Stefano Ciafani espone tutta la disapprovazione dell’associazione verso quella che definisce “Una sicurezza a giorni alterni, a fasi politiche alterne, agitata in base alle convenienze politiche del momento. Un metodo che noi non sopportiamo e non condividiamo. C'è una strage silenziosa che miete migliaia di morti ogni anno lungo le strade delle città e dei comuni italiani e va fermata rendendo le strade più sicure. Come lo si fa? Introducendo velocità più basse e sistemi di controlli adeguati”.

Vista l’annosa arretratezza del trasporto pubblico italiano, cosa si può fare per contrastare da subito l’inquinamento atmosferico?

“La risposta non può essere una sola”, chiarisce subito Ciafani. “In Italia in base ai dati dell'Agenzia per l'ambiente ci sono 50.000 morti premature ogni anno per PM 2.5, quindi serve una risposta articolata.
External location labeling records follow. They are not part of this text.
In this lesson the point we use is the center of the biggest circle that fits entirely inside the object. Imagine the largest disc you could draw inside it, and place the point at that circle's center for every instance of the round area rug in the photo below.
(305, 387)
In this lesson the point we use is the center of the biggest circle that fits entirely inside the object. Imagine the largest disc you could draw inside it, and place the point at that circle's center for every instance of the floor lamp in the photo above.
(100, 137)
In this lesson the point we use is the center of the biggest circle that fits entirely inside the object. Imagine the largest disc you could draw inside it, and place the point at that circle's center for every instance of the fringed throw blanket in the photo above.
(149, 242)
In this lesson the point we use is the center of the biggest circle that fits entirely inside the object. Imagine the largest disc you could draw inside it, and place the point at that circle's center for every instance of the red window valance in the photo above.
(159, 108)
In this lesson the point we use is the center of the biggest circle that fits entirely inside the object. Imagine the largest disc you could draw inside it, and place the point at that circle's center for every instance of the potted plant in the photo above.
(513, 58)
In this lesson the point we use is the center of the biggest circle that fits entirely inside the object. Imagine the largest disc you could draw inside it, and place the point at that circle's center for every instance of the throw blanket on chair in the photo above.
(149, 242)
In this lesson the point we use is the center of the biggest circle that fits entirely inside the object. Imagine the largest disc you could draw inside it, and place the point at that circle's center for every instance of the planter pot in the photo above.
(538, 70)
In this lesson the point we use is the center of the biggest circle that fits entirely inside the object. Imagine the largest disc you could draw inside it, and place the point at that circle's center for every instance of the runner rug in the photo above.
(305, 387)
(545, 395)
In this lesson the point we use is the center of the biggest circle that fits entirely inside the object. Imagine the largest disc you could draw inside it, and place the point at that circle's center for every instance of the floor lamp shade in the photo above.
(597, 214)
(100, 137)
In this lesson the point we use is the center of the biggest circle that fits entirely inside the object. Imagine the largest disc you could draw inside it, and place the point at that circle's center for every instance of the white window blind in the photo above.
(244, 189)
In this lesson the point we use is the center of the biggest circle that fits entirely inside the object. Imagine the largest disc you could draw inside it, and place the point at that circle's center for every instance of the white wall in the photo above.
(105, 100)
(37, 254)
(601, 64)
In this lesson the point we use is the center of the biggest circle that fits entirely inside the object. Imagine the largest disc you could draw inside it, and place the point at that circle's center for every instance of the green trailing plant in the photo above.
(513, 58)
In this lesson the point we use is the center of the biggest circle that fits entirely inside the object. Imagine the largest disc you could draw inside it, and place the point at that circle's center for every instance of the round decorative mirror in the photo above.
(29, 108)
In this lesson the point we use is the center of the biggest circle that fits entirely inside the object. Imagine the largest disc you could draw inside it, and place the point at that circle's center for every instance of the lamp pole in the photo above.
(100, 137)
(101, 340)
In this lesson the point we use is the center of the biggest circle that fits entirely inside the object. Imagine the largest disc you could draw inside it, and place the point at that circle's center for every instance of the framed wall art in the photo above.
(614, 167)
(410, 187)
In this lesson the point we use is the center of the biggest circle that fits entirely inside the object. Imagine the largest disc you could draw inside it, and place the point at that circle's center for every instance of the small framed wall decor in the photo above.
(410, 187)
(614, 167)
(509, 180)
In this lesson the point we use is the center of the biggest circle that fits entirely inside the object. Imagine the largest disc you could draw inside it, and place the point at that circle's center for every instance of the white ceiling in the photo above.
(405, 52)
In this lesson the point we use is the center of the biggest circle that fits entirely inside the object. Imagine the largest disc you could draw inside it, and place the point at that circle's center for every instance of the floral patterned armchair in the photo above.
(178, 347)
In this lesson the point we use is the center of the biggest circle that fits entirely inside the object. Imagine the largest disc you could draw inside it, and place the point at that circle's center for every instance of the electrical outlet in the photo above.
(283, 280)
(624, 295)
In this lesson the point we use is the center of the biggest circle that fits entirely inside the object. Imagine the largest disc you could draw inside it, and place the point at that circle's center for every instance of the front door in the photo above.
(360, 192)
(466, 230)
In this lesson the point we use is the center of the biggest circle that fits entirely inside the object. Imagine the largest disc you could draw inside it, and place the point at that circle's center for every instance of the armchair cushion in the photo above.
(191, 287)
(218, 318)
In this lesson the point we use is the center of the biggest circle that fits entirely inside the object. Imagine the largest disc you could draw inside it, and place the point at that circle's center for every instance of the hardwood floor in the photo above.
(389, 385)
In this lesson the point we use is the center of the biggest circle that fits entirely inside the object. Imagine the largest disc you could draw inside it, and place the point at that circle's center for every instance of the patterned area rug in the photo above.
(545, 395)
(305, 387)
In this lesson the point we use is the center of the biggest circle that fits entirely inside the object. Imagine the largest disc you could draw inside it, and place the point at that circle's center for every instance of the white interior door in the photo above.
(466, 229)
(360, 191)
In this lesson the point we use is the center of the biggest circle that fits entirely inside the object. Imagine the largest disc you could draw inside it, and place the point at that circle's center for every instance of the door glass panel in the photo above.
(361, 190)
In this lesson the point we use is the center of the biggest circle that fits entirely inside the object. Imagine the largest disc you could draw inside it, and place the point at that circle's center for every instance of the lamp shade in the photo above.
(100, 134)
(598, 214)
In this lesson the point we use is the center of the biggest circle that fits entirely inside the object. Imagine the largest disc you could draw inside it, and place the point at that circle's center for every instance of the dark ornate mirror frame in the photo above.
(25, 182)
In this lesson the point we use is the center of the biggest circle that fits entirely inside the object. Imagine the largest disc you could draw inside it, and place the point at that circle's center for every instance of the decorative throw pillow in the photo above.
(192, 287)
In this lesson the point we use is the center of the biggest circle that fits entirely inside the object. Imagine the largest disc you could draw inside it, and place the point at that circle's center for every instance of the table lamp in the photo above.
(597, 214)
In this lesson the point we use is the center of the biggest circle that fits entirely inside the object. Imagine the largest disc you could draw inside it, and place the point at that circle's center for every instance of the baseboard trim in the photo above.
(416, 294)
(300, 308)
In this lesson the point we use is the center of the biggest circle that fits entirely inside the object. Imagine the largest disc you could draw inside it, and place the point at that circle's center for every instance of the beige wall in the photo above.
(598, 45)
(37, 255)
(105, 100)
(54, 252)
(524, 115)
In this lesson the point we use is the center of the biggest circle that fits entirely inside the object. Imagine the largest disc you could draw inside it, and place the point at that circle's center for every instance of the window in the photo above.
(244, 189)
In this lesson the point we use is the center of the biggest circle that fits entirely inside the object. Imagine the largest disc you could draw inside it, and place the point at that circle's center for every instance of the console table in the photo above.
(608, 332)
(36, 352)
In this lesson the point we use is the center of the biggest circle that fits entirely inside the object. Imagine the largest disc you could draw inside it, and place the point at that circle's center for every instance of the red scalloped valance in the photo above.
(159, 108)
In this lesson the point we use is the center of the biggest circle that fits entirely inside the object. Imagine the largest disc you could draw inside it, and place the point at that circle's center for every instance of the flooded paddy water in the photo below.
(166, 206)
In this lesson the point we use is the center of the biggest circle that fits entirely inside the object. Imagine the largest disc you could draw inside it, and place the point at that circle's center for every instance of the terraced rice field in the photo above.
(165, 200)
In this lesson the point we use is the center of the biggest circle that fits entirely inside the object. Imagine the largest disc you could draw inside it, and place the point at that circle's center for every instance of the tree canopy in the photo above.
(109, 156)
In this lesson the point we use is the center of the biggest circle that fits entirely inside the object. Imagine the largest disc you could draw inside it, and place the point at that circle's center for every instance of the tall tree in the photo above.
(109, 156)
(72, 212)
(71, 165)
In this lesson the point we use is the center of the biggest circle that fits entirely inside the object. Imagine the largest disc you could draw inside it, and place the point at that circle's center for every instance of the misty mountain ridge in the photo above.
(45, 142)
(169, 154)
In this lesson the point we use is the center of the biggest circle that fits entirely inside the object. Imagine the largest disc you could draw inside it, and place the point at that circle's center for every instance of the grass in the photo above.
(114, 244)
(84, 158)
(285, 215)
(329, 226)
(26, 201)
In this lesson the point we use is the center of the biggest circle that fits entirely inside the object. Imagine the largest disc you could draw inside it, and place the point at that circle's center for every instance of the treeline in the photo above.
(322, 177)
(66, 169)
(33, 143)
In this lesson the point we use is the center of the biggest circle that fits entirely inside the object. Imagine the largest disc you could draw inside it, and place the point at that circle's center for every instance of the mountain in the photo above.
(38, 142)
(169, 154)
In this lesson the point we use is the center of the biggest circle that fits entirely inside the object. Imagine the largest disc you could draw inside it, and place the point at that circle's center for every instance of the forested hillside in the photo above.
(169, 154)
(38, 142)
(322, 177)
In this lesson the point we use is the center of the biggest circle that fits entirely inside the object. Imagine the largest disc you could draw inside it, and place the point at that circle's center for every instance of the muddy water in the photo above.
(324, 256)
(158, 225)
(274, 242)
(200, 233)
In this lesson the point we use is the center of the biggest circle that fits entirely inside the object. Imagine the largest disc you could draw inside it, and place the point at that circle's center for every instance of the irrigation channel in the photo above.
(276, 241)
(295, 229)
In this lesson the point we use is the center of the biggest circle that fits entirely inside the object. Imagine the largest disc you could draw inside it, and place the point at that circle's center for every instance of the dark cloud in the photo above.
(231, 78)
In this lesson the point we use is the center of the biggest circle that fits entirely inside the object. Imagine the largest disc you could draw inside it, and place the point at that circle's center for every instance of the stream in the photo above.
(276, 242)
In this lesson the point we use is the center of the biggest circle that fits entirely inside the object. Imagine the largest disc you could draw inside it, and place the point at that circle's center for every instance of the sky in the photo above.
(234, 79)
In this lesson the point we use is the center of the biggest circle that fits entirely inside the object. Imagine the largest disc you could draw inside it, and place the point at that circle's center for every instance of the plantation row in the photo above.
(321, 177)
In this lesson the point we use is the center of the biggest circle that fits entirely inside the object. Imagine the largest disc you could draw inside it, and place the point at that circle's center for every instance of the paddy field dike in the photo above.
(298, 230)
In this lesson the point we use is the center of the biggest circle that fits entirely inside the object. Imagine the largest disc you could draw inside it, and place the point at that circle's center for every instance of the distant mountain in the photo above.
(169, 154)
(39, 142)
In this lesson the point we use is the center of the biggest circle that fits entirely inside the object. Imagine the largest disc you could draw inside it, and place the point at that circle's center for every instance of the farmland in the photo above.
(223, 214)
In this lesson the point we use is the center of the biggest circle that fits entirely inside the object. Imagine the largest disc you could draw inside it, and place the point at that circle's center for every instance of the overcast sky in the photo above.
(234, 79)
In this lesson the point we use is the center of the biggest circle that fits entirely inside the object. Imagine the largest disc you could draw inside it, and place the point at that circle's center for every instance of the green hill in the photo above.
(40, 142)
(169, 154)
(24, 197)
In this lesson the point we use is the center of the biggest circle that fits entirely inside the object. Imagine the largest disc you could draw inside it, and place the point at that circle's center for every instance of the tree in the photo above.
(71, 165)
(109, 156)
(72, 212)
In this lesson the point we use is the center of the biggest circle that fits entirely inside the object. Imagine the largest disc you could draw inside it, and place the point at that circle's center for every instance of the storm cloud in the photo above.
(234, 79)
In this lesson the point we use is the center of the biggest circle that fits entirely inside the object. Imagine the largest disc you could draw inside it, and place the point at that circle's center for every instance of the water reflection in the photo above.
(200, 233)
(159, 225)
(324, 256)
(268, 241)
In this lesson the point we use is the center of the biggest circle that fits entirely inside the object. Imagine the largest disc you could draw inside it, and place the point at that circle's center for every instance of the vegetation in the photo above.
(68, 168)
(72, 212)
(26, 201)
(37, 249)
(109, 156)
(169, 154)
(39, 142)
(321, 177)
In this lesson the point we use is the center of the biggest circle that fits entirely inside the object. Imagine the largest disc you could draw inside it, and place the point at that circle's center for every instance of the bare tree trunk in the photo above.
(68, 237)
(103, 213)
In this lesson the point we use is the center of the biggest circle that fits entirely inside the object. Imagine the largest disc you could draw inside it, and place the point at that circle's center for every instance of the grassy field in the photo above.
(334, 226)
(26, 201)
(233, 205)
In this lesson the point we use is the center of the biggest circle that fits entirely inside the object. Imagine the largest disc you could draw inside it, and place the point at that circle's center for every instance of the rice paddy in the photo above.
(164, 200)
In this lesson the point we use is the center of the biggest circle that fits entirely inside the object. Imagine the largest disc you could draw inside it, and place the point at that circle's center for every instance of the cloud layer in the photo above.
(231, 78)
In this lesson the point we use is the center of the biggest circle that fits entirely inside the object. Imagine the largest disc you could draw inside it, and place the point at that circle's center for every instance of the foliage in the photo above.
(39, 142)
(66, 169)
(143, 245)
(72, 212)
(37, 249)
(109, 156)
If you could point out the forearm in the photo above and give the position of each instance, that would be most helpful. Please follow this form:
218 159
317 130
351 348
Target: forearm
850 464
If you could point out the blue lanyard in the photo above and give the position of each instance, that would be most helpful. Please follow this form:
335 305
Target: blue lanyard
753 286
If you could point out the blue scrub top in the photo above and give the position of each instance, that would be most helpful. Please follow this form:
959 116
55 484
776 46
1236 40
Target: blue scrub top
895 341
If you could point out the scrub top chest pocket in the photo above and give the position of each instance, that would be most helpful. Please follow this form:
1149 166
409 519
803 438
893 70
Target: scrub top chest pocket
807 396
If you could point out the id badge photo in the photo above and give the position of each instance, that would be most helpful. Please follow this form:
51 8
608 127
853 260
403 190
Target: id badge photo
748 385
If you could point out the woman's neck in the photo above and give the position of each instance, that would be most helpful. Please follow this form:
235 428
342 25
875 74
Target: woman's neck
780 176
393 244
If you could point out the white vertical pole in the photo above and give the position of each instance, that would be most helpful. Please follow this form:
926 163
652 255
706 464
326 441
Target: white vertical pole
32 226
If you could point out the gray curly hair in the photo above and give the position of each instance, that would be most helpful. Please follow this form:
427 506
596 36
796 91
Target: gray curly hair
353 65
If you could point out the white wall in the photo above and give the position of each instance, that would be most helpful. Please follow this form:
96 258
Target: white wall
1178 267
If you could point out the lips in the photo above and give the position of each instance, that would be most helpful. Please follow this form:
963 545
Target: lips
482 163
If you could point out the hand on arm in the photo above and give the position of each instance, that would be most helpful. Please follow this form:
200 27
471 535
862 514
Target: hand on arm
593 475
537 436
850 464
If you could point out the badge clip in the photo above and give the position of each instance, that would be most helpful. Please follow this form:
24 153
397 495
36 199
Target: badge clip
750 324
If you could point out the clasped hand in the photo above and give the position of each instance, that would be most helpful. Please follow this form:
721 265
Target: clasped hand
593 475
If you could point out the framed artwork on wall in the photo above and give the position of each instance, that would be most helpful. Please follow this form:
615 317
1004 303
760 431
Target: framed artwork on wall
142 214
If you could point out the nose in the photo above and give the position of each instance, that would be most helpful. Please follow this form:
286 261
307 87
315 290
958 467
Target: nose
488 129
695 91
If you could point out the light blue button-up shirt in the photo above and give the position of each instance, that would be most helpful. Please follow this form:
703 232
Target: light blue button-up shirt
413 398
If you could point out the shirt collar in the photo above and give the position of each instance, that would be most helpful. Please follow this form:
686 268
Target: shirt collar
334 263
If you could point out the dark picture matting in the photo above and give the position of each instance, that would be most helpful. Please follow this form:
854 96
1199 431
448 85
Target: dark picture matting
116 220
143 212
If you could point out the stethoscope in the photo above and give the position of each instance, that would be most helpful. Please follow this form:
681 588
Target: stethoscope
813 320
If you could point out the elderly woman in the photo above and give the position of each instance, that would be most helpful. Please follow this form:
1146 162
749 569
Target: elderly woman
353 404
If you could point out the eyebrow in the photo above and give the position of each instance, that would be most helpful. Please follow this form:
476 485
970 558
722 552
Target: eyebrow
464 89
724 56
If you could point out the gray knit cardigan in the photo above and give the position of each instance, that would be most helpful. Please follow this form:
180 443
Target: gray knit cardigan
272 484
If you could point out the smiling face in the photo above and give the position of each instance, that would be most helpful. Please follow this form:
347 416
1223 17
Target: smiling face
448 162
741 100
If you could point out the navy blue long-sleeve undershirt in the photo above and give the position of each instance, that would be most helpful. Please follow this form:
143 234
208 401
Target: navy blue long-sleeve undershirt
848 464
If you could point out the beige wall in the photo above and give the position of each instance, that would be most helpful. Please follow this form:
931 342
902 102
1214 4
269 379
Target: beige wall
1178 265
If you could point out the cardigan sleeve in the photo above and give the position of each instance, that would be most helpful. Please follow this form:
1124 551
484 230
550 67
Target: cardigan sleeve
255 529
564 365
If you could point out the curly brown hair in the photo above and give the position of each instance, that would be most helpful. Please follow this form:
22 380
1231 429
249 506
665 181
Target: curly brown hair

C'è il fronte delle emissioni causate dal traffico che va affrontato come visto prima, poi c'è la questione relativa al come rendere meno inquinante il trasporto pubblico se non a impatto zero”.

Oltre il trasporto: revisionare il sistema di riscaldamento

Un altro aspetto evidenziato dal presidente nazionale di Legambiente all’Adnkronos riguarda il riscaldamento degli edifici. “Con il superbonus è stato un grandissimo errore in materia di riscaldamento, ovvero finanziare l'acquisto delle caldaie a gas nonostante fosse già disponibile la tecnologia alternativa delle pompe di calore che rinfrescano e riscaldano gli ambienti utilizzando l’energia elettrica”.

Oltre il trasporto: l’agricoltura e gli allevamenti

I costanti record di temperature registrati sul pianeta lanciano un messaggio chiaro: bisogna intervenire subito e su più fronti per contrastare il surriscaldamento climatico.

“Occorre rivedere l’impatto ambientale generato dall’agricoltura e dall’allevamento” aggiunge Ciafani che spiega: “entrambe le filiere immettono ammoniaca nell’atmosfera. Queste polveri sottili denominate PM secondario inficiano pesantemente sulla salute dell’aria e dei cittadini. Bisogna quindi aiutare le imprese ad acquistare nuovi impianti e ad innovare i sistemi produttivi. Per risolvere il problema ambientale, particolarmente grave nel Nord Italia e nella pianura padana bisogna mettere in campo queste soluzioni tutte insieme”.

Quando? Al più presto possibile, conclude Stefano Ciafani “Perché non possiamo aspettare il 2050. Quando avremo decarbonizzato il nostro Paese non avremo più il problema dell’inquinamento atmosferico nelle nostre città. Ma – chiosa il presidente di Legambiente – non possiamo aspettare ancora 26 anni mentre ogni anno, a causa dello smog, muoiono prematuramente 50.000 persone”.